Weather events on both ends of the spectrum becoming more extreme and regular could be explained by climate change, Ms Miskelly said.

“If you look at historical climate records, this is definitely not normal.”

Australia’s hottest day was recorded in 1960 when Oodnadatta in South Australia reached 50.7. That record was challenged in 1998 when Mardie in Western Australia recorded 50.5.

Australia high temperature records (BoM):

  • 50.7, Oodanatta, South Australia, January 2, 1960

  • 50.5, Mardie, Western Australia, February, 19, 1998

  • 49.7, Menindee, NSW, January 10, 1939

  • 49.5, Birdsville, Queensland, December 24, 1972

  • 48.8, Hopetoun, Victoria, February 7, 2009

NSW and Victoria to warm up too

While South Australia will bear the brunt of the heat, NSW and Victoria will not escape completely unscathed.

“There won’t be as much heat for Melbourne and Sydney due to the sea breeze, but inland areas will get a bit hotter,” Ms Miskelly said.

Sydneysiders hit the beach at Bondi on a hot day. Source: AAP

She said on Wednesday and Thursday both capital cities would reach their peak heat, with Melbourne’s highest temperature set to be 33 degrees.
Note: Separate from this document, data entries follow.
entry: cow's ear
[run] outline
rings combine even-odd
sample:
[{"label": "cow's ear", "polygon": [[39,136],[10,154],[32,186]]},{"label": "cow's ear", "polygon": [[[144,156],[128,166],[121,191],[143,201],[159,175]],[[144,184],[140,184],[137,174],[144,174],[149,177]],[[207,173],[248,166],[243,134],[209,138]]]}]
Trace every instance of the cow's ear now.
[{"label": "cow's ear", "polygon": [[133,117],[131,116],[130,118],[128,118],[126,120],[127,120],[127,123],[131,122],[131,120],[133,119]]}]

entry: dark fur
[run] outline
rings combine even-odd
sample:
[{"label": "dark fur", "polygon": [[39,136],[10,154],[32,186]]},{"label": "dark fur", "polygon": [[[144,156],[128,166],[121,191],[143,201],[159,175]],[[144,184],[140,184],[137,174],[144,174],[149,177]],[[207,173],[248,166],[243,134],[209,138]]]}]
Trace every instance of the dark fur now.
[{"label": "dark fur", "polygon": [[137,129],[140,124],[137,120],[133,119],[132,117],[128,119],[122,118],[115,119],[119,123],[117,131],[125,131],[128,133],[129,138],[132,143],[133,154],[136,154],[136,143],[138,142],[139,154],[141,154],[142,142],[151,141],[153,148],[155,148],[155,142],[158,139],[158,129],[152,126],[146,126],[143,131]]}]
“Just north and inland areas of Victoria will be in their high 30s and low 40s. It will be similar in Sydney on Wednesday and Thursday with temperatures in their low 30s expected in metro areas.”

Areas west of the city are expected to be a bit hotter, Ms Miskelly said, with the worst of the heat expected to cool before next weekend.

National weekend forecast

This Saturday will see moderate temperatures in their high 20s in Sydney, while Sunday will be slightly warmer with a top of 30. Areas in the west could soar into the high 30s on Sunday.

Melbourne will be cloudy and hover in the mid 20s throughout this weekend, with Adelaide much the same but a bit warmer with a top of 29 expected on Sunday.

There will be a few showers in Brisbane on Saturday which should clear by Sunday, with the temperature expected to remain in the low 30s both days.

Similar conditions are expected in Darwin where a top of 35 will combine with some showers and cloud.

More sizzling 40 degree days are on the cards for Perth, which is predicted to have a top of 40 on Saturday and 41 on Sunday.

Showers and temperatures around the 20 degree mark are expected in Hobart, while sun and 31 degrees is predicted on Saturday and Sunday in Canberra.

A new climate report suggested 50 degree days could become the norm in summer for Melbourne and Sydney by the end of the century if greenhouse gas emissions continue rising at their current rate.